Suppose I attempt to submit a Spark (2.4.x) job to a Kerberized cluster, without having valid Kerberos credentials. In this case, the Spark launcher tries repeatedly to initiate a Hadoop IPC call, but fails:

20/01/22 15:49:32 INFO retry.RetryInvocationHandler: java.io.IOException: Failed on local exception: java.io.IOException: org.apache.hadoop.security.AccessControlException: Client cannot authenticate via:[TOKEN, KERBEROS]; Host Details : local host is: "node-1.cluster/172.18.0.2"; destination host is: "node-1.cluster":8032; , while invoking ApplicationClientProtocolPBClientImpl.getClusterMetrics over null after 1 failover attempts. Trying to failover after sleeping for 35160ms.

This will repeat a number of times (30, in my case), until eventually the launcher gives up and the job submission is considered failed.

Various other similar questions mention these properties (which are actually YARN properties but prefixed with spark. as per the standard mechanism to pass them with a Spark application).

  • spark.yarn.maxAppAttempts
  • spark.yarn.resourcemanager.am.max-attempts

However, neither of these properties affects the behavior I'm describing. How can I control the number of IPC retries in a Spark job submission?

Questioner
Jeff Evans
Viewed
114
Jeff Evans 2020-02-01 05:49

After a good deal of debugging, I figured out the properties involved here.

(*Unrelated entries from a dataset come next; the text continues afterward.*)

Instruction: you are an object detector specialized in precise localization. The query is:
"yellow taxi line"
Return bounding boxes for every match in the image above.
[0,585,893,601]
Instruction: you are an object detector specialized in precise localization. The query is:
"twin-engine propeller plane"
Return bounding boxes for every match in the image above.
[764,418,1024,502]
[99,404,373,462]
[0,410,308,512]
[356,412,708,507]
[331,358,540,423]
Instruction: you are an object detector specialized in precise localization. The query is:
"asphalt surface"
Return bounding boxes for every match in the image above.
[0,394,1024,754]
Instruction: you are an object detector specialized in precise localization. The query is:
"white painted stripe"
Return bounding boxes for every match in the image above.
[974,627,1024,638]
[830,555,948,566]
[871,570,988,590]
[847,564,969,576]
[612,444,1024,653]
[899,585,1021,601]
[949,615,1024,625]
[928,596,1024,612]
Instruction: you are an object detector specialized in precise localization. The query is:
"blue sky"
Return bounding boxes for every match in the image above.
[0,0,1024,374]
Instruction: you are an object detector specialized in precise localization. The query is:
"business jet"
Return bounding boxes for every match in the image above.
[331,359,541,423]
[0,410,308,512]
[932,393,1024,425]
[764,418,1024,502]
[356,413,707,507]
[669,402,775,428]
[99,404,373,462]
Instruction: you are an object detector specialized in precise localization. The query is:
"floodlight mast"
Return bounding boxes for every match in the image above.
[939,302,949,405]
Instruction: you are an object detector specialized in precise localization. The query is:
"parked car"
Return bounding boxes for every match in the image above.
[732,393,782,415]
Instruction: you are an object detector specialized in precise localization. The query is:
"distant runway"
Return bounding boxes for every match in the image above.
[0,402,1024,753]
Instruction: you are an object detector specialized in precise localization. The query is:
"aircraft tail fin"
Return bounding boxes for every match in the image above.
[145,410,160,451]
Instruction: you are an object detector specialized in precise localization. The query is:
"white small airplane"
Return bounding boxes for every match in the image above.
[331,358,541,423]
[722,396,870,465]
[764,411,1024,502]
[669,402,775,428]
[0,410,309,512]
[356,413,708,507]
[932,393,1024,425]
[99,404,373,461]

  • yarn.client.failover-max-attempts (controls the max attempts)

Without specifying this, the number of attempts appears to come from the ratio of these two properties (numerator first, denominator second).

  • yarn.resourcemanager.connect.max-wait.ms
  • yarn.client.failover-sleep-base-ms

Of course as with any YARN properties, these must be prefixed with spark.hadoop. in the context of a Spark job submission.

The relevant class (which resolves all these properties) is RMProxy, within the Hadoop YARN project (source here). All these, and related, properties are documented here.